Спустя же три месяца старец Филарет взял чистый лист пергамента и написал на нем своим красивым витиеватым почерком, которым он в свое время так гордился: "Ведомо мне, божьему человеку, стало, что рязанский князь Константин, еще в младости лет пребывая, крестом православным тяготился и носити оный не желаша".

Строки, выводимые рукой привычного к письму старца, ложились на чистый желтоватый лист ровно и разборчиво, наполняя сердце монаха радостным умилением от появившейся возможности последовать старому библейскому завету: "Око за око…"

Пускай только через пятьдесят или сто лет, но написанное им непременно прочтут, и в памяти потомков останется именно то, что он сейчас пишет, а не какие-нибудь устные сказания или былины.

"Не след брати мудрому на веру те словеса, кои до его уха дойдут, ибо они суть былых лет, блуждаючи из уст в уста, изолгут вовсе, - написал он далее, на всякий случай добавив: - Мой же сказ правдив, ибо записан со слов людей, бывших самыми близкими слугами оного князя, узревшими воочию всю мерзость его деяний".

Подумав немного, он зачеркнул слово "слугами" и принялся писать дальше, все так же старательно и неторопливо.
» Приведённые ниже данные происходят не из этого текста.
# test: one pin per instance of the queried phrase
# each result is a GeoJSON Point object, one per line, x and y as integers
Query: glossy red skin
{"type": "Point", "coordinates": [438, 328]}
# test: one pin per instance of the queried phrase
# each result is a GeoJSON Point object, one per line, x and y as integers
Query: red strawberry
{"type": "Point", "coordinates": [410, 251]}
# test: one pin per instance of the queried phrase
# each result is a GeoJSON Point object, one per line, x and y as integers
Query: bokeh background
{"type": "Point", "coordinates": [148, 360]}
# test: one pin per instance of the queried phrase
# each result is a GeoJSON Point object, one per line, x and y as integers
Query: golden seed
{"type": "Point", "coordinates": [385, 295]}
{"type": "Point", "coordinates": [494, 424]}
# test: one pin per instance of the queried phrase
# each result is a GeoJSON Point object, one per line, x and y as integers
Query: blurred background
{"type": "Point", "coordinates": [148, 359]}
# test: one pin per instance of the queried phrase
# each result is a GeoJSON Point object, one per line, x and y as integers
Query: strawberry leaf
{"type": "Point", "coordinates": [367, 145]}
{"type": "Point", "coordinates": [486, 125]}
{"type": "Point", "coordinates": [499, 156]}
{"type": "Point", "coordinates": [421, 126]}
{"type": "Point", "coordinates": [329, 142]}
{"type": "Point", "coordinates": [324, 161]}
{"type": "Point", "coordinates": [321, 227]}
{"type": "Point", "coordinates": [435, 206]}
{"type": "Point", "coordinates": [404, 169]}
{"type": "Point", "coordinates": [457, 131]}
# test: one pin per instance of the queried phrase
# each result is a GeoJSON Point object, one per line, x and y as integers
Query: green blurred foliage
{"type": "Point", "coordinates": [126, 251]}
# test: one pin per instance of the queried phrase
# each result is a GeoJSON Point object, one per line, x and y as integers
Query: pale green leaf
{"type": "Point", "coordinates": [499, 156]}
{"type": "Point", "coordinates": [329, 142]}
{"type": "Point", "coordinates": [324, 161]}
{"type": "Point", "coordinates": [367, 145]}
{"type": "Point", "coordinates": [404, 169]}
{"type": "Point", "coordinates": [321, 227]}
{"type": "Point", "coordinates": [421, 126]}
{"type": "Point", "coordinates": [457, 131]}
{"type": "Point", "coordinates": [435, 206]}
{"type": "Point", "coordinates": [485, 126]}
А куда спешить? Времени у него теперь было - хоть отбавляй.

* * *

И погноиша оный князь Константин мнози мужей достойных, и не щадиша такоже и духовный сан имеюща. На Симона, епископа суздальского, владимирского, юрьевского и тарусского, обличающего князя сего во многих грехах, в блуде и чародействе тайном, Константин тако же терновый мученический венец возложиша и учиниша оному епископу казнь мученическую, терзаша тело его всяко и гонениям подвергаша. Но, снеся все без ропота, епископ сей лишь господу молитву возносиша горячу, дабы не наложиша вседержитель длань гневну свою на князя сего, а простиша ему грехи ево мнози, ибо по неразумию твориша он непотребства свои. Из Суздальско-Филаретовской летописи 1236 года. Издание Российской академии наук. СПб., 1817.